ВЕРХОВЬЯ КАРАСУНа заре Сергей будит нас с видом серьезным и необычно торжественным; можно подумать, что он при галстуке. Сегодня нам предстоит найти Гиссарский перевал. Затем мы возвратимся боковым перевалом Мухбель к населенным местам. Идти, как предполагалось, через перевал Гава у нас не хватит продуктов.
С обувью совсем скверно. Мы печатаем следы всех десяти пальцев, окруженных изорванной полоской ранта. В дальнейшем их можно будет принять за следы «снежного человека».
— Если отыщем перевал, — говорит Нина, — назовем его «Смерть ботинкам».
— Это будет справедливо, — подтверждает Юрий и отрезает полу штормовки на портянки.
Первым узнал от горных таджиков о перевале в верховьях Карасу, на берегу которой мы стоим, путешественник прошлого века А. П. Федченко. Ему было в ту пору столько же лет, сколько Сергею сейчас — 26. Федченко пытался пробиться к перевалу кратчайшим путем — с севера, с низовий Карасу. В узкой теснине горной реки он пустил своего коня прямо по воде против течения, не найдя другой дороги. Поток опрокинул и коня и всадника. Федченко повернул обратно.
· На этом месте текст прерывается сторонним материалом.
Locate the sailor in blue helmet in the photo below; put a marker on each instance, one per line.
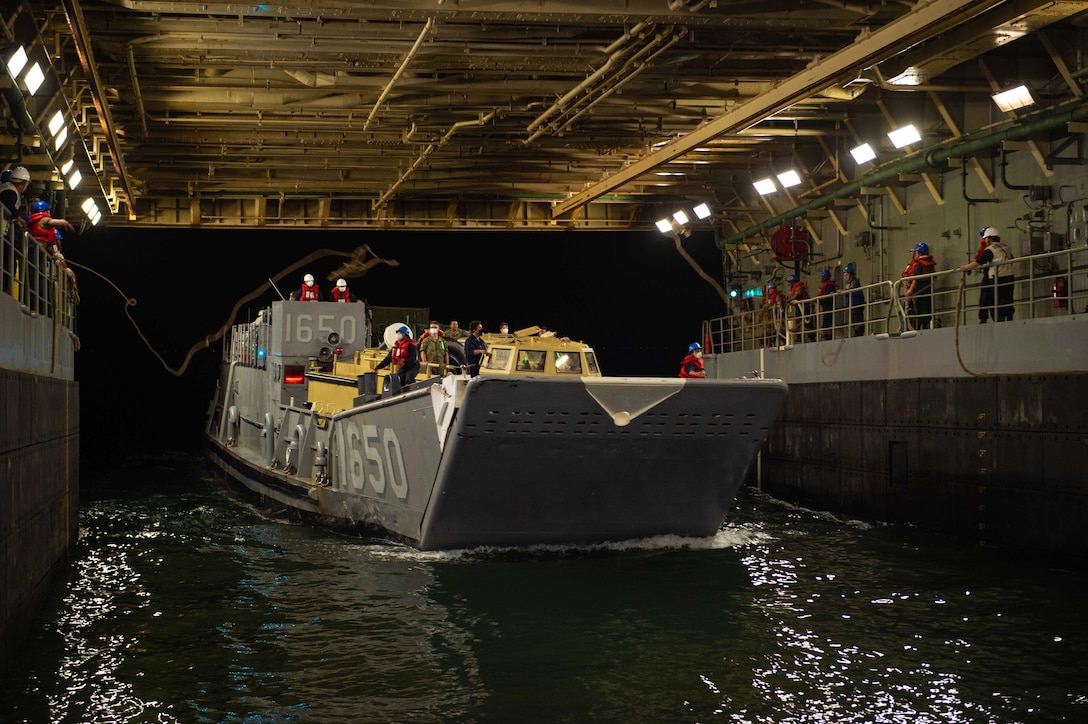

Мы же проделали долгий путь и вышли на Карасу с востока, выше опасной теснины. И теперь впереди нас обычное ущелье, похожее на многие другие, пройденные нами, с той лишь разницей, что на карте это место опять расплывается белым пятном, где перевал отмечен не точным крестиком, а неопределенной стрелкой.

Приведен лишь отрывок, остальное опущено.